Incannex Healthcare Inc. announced the successful completion of a pre-IND (Investigational New Drug) meeting with the U.S. Food and Drug Administration (FDA) regarding the development of CannQuit-O for treatment of Opioid Use Disorder (OUD). The pre-IND teleconference included representatives from various divisions of the FDA providing input on the CannQuit-O development program. The Agency had reviewed the CannQuit-O meeting package and provided recommendations on the proposed clinical development strategy, including patient populations, the selection and timing of efficacy endpoints and safety monitoring.

These recommendations were discussed during the pre-IND teleconference where the company had the opportunity to seek further clarification on the agency?s initial response. The productive discussion with the FDA is an important milestone for the development of CannQuit-O and provides Incannex with clarity on the data required to open an IND with the FDA for this product and provides valuable guidance for successful clinical development in the OUD indication. CannQuit-O is a chewable tablet with unique characteristics provided by novel combination of registered/FDA-approved polymers allowing for rapid and sustained release of its active ingredients, including an opioid agonist, antagonist and cannabidiol (CBD).

The working hypothesis is that the bioavailability profile of the drugs can be significantly improved when formulated as water-soluble, chewable tablet. Incannex owns patents on chewable formulations cannabinoids and opioid agonists and/or antagonists and it is hypothesised that this combination of active pharmaceutical ingredients and delivery system will provide benefits for sufferers of OUD, of which there are estimated 26.8 million people worldwide1. In the USA the opioid epidemic has been declared a public health emergency, affecting millions with the misuse of prescription opioids and illicit substances.
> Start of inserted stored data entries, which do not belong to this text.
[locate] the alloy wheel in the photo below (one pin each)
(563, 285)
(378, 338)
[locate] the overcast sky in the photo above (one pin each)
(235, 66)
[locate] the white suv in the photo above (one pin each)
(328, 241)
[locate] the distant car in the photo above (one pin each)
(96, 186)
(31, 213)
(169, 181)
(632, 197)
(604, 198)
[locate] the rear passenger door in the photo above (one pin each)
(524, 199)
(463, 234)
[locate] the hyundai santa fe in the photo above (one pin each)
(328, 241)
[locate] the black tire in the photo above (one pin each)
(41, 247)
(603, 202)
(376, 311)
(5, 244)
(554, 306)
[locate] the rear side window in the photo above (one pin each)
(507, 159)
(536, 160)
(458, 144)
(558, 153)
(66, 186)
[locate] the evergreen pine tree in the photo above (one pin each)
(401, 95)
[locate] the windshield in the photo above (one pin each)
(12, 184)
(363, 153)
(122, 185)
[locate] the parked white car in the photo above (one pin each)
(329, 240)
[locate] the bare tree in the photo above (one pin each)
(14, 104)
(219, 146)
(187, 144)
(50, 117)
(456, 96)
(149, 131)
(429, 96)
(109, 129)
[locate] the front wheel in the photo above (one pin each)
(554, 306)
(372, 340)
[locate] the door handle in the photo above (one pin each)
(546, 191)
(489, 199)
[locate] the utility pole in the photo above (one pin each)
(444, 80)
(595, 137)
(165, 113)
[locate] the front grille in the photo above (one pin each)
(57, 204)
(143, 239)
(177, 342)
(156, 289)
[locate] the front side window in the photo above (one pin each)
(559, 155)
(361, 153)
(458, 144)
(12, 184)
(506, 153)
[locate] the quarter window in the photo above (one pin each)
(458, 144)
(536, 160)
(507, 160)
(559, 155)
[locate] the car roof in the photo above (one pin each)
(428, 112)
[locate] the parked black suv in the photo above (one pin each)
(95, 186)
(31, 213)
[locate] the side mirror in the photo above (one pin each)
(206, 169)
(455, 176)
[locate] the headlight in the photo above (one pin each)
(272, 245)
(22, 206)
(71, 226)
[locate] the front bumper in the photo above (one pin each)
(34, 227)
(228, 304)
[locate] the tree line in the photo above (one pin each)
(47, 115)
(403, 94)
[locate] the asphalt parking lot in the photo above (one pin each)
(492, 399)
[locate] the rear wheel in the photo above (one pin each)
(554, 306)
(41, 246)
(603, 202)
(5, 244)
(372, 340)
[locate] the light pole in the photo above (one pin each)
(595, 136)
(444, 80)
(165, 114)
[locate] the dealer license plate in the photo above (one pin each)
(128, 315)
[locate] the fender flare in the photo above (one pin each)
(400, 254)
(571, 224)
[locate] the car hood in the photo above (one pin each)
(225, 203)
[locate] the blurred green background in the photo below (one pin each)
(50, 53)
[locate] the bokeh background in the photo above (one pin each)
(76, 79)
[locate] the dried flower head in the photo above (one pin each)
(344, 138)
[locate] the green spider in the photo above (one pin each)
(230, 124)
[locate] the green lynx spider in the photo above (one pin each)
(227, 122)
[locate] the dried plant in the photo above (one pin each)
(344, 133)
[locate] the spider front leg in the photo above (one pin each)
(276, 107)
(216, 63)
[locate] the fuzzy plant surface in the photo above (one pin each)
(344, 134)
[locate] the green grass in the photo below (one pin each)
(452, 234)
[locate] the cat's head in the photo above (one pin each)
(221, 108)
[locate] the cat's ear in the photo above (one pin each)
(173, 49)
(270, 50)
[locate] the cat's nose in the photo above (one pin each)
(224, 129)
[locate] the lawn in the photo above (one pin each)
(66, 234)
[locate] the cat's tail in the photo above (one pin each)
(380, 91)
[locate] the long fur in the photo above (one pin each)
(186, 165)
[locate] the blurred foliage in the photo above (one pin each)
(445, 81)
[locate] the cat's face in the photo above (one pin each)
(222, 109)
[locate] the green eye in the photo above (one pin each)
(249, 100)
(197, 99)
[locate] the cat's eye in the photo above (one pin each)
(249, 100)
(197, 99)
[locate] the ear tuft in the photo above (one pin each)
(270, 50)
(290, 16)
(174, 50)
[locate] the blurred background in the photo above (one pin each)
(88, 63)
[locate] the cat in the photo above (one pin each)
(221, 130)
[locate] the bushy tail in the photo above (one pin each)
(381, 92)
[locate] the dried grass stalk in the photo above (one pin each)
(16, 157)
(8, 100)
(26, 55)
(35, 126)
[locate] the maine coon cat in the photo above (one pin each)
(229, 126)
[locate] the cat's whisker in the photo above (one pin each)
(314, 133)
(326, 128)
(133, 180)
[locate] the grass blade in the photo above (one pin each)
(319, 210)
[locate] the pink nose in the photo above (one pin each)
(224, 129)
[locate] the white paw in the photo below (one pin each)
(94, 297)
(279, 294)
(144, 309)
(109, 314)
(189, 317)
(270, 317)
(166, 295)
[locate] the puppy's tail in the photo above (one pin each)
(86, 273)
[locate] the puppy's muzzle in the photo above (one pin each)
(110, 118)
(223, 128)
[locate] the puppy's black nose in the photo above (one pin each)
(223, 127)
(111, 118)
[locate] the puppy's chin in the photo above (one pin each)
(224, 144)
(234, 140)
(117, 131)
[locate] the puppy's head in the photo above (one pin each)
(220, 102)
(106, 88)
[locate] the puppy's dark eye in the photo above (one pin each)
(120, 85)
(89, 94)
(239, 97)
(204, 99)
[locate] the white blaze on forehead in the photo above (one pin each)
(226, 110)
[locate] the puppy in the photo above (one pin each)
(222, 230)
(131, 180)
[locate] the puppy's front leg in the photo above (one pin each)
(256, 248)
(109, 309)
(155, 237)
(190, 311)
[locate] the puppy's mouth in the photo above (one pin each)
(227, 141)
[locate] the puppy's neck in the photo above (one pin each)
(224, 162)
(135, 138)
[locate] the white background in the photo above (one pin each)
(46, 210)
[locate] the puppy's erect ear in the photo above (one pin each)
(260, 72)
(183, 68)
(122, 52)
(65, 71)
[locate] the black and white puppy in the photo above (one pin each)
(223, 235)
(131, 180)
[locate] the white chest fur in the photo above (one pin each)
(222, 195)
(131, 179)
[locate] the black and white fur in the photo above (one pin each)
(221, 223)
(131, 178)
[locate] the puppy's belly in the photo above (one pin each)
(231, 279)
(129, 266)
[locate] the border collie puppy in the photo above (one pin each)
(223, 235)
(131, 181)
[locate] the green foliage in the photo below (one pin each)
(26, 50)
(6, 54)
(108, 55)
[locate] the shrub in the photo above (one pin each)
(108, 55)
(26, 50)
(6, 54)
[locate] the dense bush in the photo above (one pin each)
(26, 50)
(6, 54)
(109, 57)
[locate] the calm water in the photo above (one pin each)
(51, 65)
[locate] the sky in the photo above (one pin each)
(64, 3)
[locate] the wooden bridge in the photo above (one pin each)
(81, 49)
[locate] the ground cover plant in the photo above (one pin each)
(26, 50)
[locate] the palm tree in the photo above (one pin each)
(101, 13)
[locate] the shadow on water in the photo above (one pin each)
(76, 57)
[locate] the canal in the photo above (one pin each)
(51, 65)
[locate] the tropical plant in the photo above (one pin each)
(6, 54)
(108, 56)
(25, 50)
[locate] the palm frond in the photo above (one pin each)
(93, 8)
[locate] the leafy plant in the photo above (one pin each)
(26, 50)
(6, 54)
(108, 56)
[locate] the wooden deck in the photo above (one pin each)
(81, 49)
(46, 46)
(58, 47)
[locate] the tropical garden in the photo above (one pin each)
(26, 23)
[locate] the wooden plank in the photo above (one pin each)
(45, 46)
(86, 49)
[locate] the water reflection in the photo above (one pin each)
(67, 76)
According to the National Institute of Health (NIH), by far the largest components of the overall economic burden, however, are the value of reduced quality of life from opioid use disorder ($390.0 billion) and life lost to opioid overdose ($480.7 billion). These two cost components account for over 85% of the total economic burden. The Global OUD market size was valued at USD 2.8 Billion in 2022 and is estimated to grow at CAGR of 10.7% from 2022-2032, reaching USD 7.8 Billion in 2032.

Asia Pacific is expected to grow the fastest during the forecasted period.